La foresta continua a fiancheggiare le rive del fiume e a presentar sempre nuove scene.
Mi tormenterei invano se volessi esprimere con parole le varie emozioni che provai viaggiando in un paese a me fino allora sconosciuto, di cui avevo letto e avevo udito narrare mille cose bizzarre e stravaganti. Dirò solo che inoltrarsi in un tal paese e spaziare collo sguardo avidamente da ogni parte; trovare un pascolo continuo alla curiosità in tutto ciò che cade sott'occhio o giunge all'orecchio; gettare un oh!! di stupore a ogni tratto, e chiedere ogni momento a' barcaiuoli or questa or quella cosa; sentire che la mente a poco a poco si dilata e si rischiara; provarsi ad abbozzare un gruppo di gente che non si sa ancora a quale tribù appartenga e qual religione professi; sperare di veder presto la Croce di Cristo trionfar della loro barbarie traendo seco gloriosa la civiltà; e pensare di descrivere un giorno, o colla voce o colla stampa, tante cose a chi non le ha mai vedute o sentite... è davvero il più vivo e il più vario dei diletti umani.

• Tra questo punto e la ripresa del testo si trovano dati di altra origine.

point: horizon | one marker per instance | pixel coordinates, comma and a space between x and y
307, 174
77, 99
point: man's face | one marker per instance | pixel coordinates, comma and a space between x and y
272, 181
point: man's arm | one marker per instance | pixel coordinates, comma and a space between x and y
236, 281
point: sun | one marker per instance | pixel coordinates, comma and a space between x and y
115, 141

Queste foreste, che accompagnano il fiume a destra e a sinistra, da Chartùm (15°, 37′) fin presso a machàdat-Abù-Zèt (13º lat. N.), non s'estendono in larghezza che circa due miglia geografiche, e in gran parte sono inondate dalle acque del fiume durante la stagione piovosa.
I primi abitanti che si trovano a sud di Chartùm lungo il Bàhr-el-Àbiad sono gli Arabi Hossanìeh, e quindi i Baggàra a sinistra del fiume, e gli Abù-Ròf a destra tra il 10º e il 14º lat. N.

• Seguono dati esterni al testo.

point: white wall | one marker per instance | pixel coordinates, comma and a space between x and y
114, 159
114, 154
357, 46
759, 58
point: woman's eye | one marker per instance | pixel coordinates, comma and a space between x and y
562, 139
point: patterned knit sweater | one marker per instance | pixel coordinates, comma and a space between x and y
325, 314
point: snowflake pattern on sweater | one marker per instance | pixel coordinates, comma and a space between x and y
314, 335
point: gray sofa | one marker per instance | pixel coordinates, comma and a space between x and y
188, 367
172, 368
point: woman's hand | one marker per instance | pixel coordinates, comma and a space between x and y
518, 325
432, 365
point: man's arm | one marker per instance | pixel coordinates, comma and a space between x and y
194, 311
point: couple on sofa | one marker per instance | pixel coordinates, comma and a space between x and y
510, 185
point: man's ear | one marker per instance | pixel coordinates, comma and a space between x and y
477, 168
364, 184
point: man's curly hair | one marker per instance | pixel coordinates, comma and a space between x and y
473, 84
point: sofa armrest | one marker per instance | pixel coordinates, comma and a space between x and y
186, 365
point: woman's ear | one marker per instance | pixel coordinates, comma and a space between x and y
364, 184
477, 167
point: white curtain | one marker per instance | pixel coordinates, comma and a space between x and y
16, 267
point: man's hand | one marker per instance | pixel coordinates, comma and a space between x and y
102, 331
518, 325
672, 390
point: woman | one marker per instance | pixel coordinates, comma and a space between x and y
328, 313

Questi, come quasi tutti gli Arabi del Sudàn qua e là dispersi tra il 10º e il 15º grado, dalle rive del Senegàl sino a quelle del fiume Azzurro, si dicono Arabi d'Abù-Zèt.

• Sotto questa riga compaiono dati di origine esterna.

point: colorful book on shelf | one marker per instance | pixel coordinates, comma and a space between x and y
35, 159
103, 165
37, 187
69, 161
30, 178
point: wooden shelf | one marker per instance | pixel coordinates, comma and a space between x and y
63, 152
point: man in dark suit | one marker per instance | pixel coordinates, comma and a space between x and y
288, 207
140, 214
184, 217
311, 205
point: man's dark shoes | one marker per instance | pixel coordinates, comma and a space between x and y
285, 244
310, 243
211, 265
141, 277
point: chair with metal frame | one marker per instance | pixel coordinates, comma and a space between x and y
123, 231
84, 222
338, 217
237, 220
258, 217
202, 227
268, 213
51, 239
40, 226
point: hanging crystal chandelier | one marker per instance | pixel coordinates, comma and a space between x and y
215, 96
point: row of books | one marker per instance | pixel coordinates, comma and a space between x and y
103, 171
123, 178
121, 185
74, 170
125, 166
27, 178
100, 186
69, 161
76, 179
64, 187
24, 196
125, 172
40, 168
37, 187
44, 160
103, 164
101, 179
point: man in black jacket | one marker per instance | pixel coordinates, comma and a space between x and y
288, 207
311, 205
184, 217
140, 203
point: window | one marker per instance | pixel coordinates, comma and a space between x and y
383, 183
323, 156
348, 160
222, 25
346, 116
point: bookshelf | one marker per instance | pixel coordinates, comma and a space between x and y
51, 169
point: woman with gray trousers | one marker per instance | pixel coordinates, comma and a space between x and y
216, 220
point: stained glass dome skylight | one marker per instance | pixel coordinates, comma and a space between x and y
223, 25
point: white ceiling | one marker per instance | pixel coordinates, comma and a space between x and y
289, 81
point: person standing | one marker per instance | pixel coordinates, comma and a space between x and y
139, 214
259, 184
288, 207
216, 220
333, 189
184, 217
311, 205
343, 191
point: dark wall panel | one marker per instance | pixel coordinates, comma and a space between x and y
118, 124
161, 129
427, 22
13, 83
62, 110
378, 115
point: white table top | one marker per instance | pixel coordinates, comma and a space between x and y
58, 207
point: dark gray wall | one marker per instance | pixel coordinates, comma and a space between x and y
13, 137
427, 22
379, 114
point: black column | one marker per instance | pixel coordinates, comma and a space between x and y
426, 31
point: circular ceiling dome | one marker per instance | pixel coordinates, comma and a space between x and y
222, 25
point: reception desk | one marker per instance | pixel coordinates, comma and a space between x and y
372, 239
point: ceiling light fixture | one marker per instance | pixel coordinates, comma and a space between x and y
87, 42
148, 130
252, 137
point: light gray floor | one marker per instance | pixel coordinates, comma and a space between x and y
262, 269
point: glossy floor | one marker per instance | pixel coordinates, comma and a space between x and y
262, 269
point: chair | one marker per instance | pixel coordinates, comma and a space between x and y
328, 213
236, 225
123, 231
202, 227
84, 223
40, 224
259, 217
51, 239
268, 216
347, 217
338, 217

Ecco quanto ci racconta la tradizione presso tutte le tribù arabe da me visitate lunghesso i fiumi Bianco ed Azzurro, fatta eccezione degli Abù-Gerìt, o Zabàlat[1], e di qualche altra piccola tribù di colore giallognolo, la quale venne a stanziarsi nel Sudàn molto più tardi degli Arabi Abù-Zèt.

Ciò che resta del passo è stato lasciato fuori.